A little further on, a long way from habitation, was a small tent.  No fishing gear visible, so we thought it was probably a long distance walker having a lie-in.  He should have been up and about to beat the rain, we thought, and get a few miles under his belt.  But before long it had started – light, but enough to need waterproof jackets. 

Then we reached the super-bendy bit between bridges 126 and 127, and the depredations of HS2.  Here, if the huge machines weren’t whizzing back and forth, you might not notice it across the wheat field -

But a little further round was this enormous heap of subsoil, getting higher by the minute.

The rain was now hard enough to need over-trousers too, and boaters were mostly suitably dressed, though some hirers clearly didn’t have waterproofs, or couldn’t be bothered to put them on.  Not NB Tyseley and the Mikron crew though, on their way towards Calcutt for a performance.  It’s a shame our timing couldn’t coincide.

There hadn’t been a lot of boats coming from Fenny, till, naturally, the most awkward bridge – 131, Griffins Bridge, where the canal turns almost through 180°.  We knew there was a boat in front of us and they had gone through ok – or so we thought.  Suddenly a boat came through far too fast and ended up on the towpath side of the canal, clearly not realising there was a tight bend to be negotiated.  We had time to safely change course and passed him on the ‘wrong’ side (starboard to starboard) only to see, just through the bridge, the stern of the boat in front which must have been pushed into the trees.  They didn’t have anywhere else to go though, as another boat had arrived.  Luckily no contact was made at all, though both boats had to be passed on the ‘wrong’ side, and the usual comments about meeting boats in bridgeholes were exchanged. 

We called in at Fenny chandlery for a gas bottle, and continued in the rain through the ‘tunnel’.  The collapsed towpath repair we saw last trip has been completed.

The rain had eased a bit and we were enjoying the cruise round the sweeping bends on the way to Claydon locks.  On one, an oncoming boat was on the wrong side and appeared to be changing course to get back to where he should have been.  Luckily we were going very slowly, but realised, too late, that he hadn’t changed course at all and was still coming towards us!  A quick slam into reverse was not enough to prevent a collision.  We were annoyed, as none of the four people at the stern had made any sign to show that they were in trouble. In fact they had positioned themselves wrongly and were trying to change course while ploughing through the shallows.  They apologised profusely of course, and we were very nice back to them, but at the very least they could have indicated that we were to pass to starboard.  We didn’t get stuck although they had pushed our bow into the shallows.

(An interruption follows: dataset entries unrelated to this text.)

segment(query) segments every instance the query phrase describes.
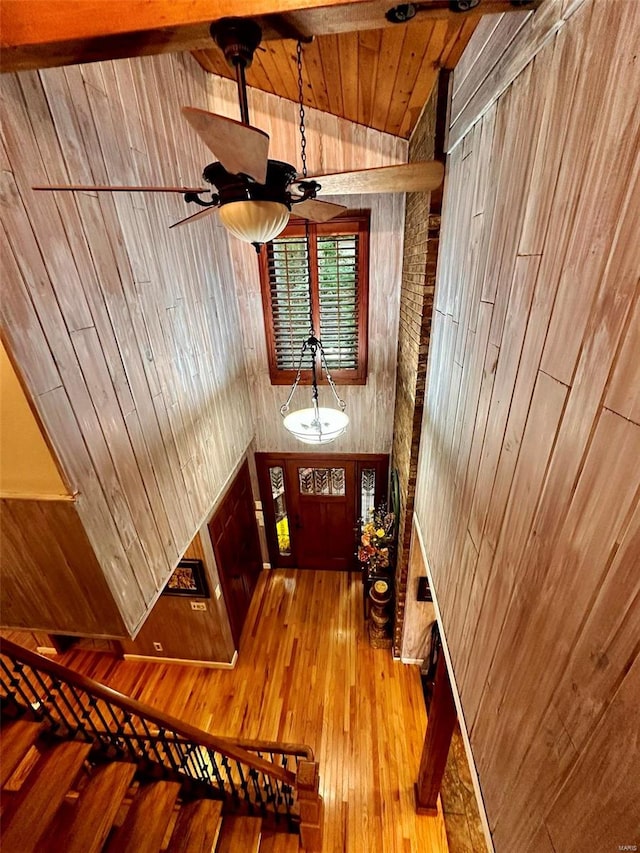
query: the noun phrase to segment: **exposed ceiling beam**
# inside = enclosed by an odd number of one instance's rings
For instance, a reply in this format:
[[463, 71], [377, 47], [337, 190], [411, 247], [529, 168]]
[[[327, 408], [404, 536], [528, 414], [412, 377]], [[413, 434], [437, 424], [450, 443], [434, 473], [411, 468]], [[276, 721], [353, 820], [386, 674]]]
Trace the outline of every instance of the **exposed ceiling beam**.
[[[534, 0], [531, 8], [541, 0]], [[213, 20], [238, 14], [237, 0], [0, 0], [0, 68], [19, 71], [125, 56], [211, 47]], [[243, 0], [243, 17], [260, 20], [265, 39], [298, 32], [315, 36], [388, 24], [395, 0]], [[419, 4], [420, 16], [477, 17], [513, 10], [510, 0], [482, 0], [463, 14], [448, 0]]]

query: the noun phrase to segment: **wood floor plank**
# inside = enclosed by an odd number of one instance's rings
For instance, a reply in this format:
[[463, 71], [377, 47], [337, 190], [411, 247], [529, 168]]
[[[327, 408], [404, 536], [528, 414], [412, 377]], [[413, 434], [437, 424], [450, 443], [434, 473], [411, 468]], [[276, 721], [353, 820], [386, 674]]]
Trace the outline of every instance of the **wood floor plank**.
[[419, 670], [369, 646], [358, 574], [264, 572], [233, 670], [61, 658], [213, 734], [309, 744], [327, 853], [447, 853], [442, 816], [413, 807], [426, 730]]

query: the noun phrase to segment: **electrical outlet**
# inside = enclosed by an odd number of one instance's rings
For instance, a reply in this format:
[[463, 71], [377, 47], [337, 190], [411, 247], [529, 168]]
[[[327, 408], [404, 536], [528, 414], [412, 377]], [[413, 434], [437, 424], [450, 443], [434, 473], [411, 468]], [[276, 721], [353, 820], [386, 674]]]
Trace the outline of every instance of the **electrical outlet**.
[[220, 584], [218, 584], [218, 585], [216, 586], [216, 590], [215, 590], [215, 596], [216, 596], [216, 599], [220, 599], [220, 596], [221, 596], [221, 595], [222, 595], [222, 590], [220, 589]]
[[192, 601], [191, 602], [191, 609], [192, 610], [206, 610], [207, 604], [205, 601]]
[[161, 651], [162, 651], [162, 643], [154, 643], [154, 644], [153, 644], [153, 648], [154, 648], [157, 652], [161, 652]]

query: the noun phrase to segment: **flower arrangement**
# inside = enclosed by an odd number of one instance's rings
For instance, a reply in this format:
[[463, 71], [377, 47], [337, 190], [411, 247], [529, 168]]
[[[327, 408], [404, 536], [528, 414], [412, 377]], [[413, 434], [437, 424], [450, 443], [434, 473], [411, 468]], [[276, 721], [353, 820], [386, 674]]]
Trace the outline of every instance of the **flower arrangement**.
[[371, 511], [371, 518], [362, 527], [358, 560], [371, 571], [389, 567], [389, 549], [393, 545], [395, 515], [387, 512], [386, 504]]

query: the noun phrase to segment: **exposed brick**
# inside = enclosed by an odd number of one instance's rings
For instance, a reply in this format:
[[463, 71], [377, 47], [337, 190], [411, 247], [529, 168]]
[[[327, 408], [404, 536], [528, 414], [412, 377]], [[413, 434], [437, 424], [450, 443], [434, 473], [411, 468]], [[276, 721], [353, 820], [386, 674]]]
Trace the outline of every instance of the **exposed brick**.
[[[437, 86], [411, 137], [409, 162], [433, 157], [436, 96]], [[396, 652], [400, 650], [404, 621], [439, 235], [440, 215], [431, 212], [429, 195], [409, 193], [405, 214], [392, 448], [392, 465], [398, 471], [401, 505], [396, 562]]]

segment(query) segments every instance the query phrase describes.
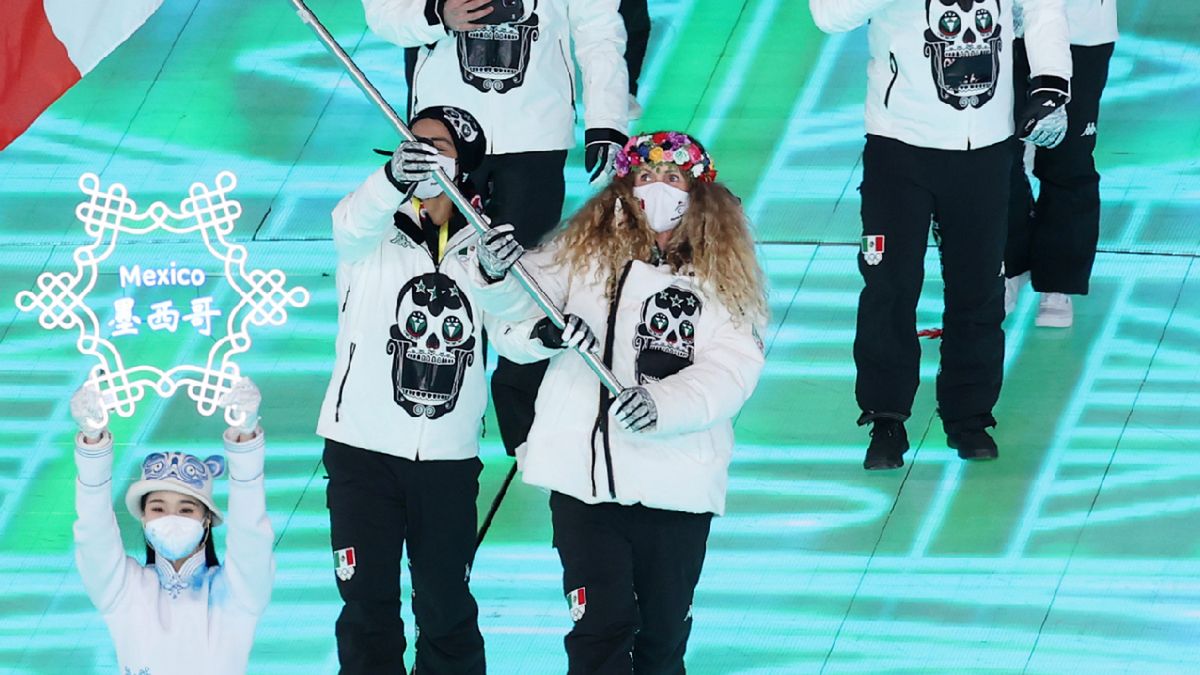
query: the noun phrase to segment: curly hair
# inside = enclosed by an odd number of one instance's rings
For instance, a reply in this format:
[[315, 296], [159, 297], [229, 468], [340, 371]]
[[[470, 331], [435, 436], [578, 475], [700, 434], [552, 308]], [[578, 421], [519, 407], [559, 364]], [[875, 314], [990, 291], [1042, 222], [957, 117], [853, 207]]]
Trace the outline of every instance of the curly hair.
[[[616, 292], [616, 278], [630, 260], [650, 260], [655, 233], [637, 197], [633, 175], [615, 178], [587, 201], [554, 240], [555, 261], [571, 274], [590, 270], [596, 282]], [[735, 322], [761, 326], [767, 319], [762, 269], [741, 203], [722, 183], [691, 181], [690, 202], [662, 251], [672, 272], [690, 266], [703, 285], [716, 290]]]

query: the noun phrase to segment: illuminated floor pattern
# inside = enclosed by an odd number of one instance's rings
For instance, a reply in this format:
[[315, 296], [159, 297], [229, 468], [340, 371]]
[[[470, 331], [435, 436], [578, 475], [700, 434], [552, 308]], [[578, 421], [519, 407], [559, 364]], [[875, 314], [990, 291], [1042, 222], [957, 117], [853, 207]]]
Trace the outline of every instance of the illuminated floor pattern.
[[[0, 305], [0, 673], [114, 670], [71, 560], [66, 401], [88, 364], [11, 298], [69, 264], [81, 173], [125, 182], [139, 202], [170, 202], [225, 168], [245, 209], [235, 238], [256, 265], [312, 291], [285, 327], [256, 334], [243, 361], [264, 390], [279, 535], [250, 670], [336, 670], [312, 434], [335, 331], [328, 212], [376, 161], [369, 149], [394, 141], [286, 3], [238, 3], [232, 23], [232, 2], [167, 5], [0, 154], [0, 298], [10, 299]], [[805, 5], [651, 2], [642, 128], [683, 126], [707, 140], [760, 239], [775, 242], [762, 249], [774, 316], [767, 371], [738, 420], [729, 515], [714, 524], [689, 671], [1197, 671], [1197, 10], [1122, 6], [1099, 151], [1105, 253], [1073, 328], [1034, 328], [1032, 293], [1009, 319], [1001, 460], [961, 463], [925, 386], [908, 465], [868, 475], [850, 358], [865, 40], [824, 38]], [[313, 7], [400, 100], [398, 54], [363, 35], [357, 3]], [[570, 158], [572, 201], [586, 191], [581, 159]], [[188, 247], [131, 244], [125, 255], [164, 250], [201, 264]], [[922, 327], [939, 324], [932, 255], [927, 279]], [[937, 344], [923, 344], [931, 384]], [[488, 427], [483, 508], [509, 462]], [[118, 484], [145, 452], [211, 450], [219, 431], [183, 401], [145, 405], [114, 425]], [[495, 673], [565, 670], [570, 620], [545, 501], [514, 486], [475, 567]], [[122, 524], [133, 551], [136, 530]]]

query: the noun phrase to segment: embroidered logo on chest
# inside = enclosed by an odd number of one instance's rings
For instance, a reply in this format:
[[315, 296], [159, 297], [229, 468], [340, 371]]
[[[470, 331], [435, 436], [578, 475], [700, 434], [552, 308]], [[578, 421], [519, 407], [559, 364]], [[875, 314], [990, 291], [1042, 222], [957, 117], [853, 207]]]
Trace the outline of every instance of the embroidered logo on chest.
[[692, 365], [703, 303], [695, 293], [669, 286], [646, 299], [633, 346], [638, 384], [657, 382]]
[[387, 353], [397, 405], [413, 417], [454, 410], [475, 361], [475, 314], [466, 293], [439, 272], [408, 280], [396, 299]]
[[1000, 0], [925, 0], [925, 20], [938, 99], [955, 110], [992, 100], [1000, 77]]

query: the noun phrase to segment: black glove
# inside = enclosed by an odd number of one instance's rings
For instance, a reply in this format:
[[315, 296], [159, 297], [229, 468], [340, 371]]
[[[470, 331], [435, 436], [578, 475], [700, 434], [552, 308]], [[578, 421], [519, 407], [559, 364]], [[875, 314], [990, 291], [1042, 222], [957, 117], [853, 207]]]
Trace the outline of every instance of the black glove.
[[542, 317], [533, 326], [533, 333], [529, 337], [537, 338], [543, 345], [550, 349], [570, 349], [572, 347], [579, 351], [594, 352], [596, 347], [600, 346], [600, 341], [596, 339], [596, 334], [584, 322], [583, 319], [568, 314], [563, 317], [566, 322], [565, 328], [559, 328], [550, 321], [550, 317]]
[[616, 129], [588, 129], [583, 133], [583, 168], [591, 174], [589, 183], [612, 175], [617, 152], [629, 139]]
[[1042, 148], [1053, 148], [1067, 135], [1070, 83], [1061, 77], [1039, 75], [1029, 83], [1029, 102], [1021, 111], [1017, 137]]

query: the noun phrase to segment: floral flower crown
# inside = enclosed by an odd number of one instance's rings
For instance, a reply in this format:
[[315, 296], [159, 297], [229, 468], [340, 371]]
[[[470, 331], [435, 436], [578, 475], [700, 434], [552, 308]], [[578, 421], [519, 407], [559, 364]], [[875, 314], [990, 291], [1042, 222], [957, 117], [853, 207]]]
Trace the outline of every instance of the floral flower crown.
[[656, 131], [629, 139], [617, 153], [617, 177], [627, 176], [634, 168], [654, 162], [671, 162], [696, 180], [711, 183], [717, 179], [712, 157], [696, 139], [678, 131]]

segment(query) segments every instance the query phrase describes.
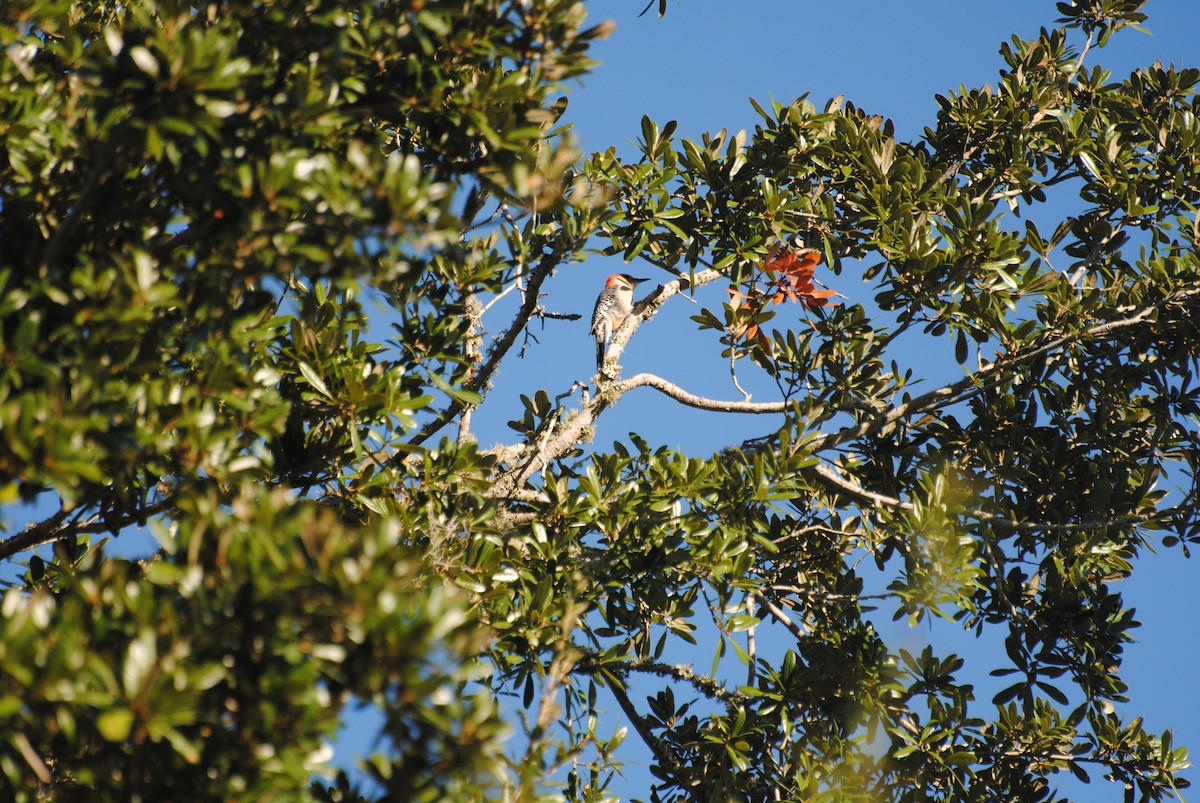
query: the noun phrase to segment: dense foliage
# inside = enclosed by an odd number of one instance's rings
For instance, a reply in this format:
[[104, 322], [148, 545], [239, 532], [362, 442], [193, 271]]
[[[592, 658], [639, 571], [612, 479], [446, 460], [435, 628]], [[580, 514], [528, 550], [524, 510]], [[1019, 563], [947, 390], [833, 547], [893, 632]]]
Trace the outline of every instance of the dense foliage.
[[[915, 142], [801, 98], [634, 159], [560, 125], [582, 3], [0, 6], [0, 796], [600, 800], [623, 741], [648, 800], [1175, 796], [1114, 706], [1118, 581], [1200, 533], [1200, 71], [1092, 64], [1141, 5], [1060, 3]], [[605, 254], [661, 284], [481, 448], [544, 283]], [[620, 377], [690, 294], [775, 400]], [[639, 387], [762, 435], [590, 445]]]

After a quick check inside – open cupboard doors, tilted glasses (but thankfully no breakages), and a TV that was perilously close to the edge of the shelf – we continued to Claydon locks.  The renovations at the top lock cottage were continuing, with a new ‘Private’ sign by the gate.

I hope they keep that lovely orange climber (Campsis, I think).  We were fortunate to meet boats emerging from all the locks except the last, and moored below the locks for a late lunch. The rain got worse for a while, and then eased off again, so we opted to drop down to Cropredy.  Not the best decision it turned out – the rain got harder and my jacket turned out to need reproofing.  At one of the locks was a boat that appeared to have no steerer - without proper waterproofs, the steerer was crouching down to try and avoid the rain as he came out of the lock.  He then proceeded to zig-zag his way towards the bridge, luckily managing not to hit anything as he went.  Dave was waiting between the bridge and the tree but can't be seen in the photo.

We got to Cropredy and were astonished to have a wide choice of moorings.  So, easily finding somewhere that wasn't under a dripping tree, we moored, on went the Mikuni, and I could dry my sodden jumper and waterproof.

We had been thinking of having a meal in one of the pubs, but the weather was so miserable we stayed on board.

11 miles, 8 locks.  Rather a lot for such a wet day!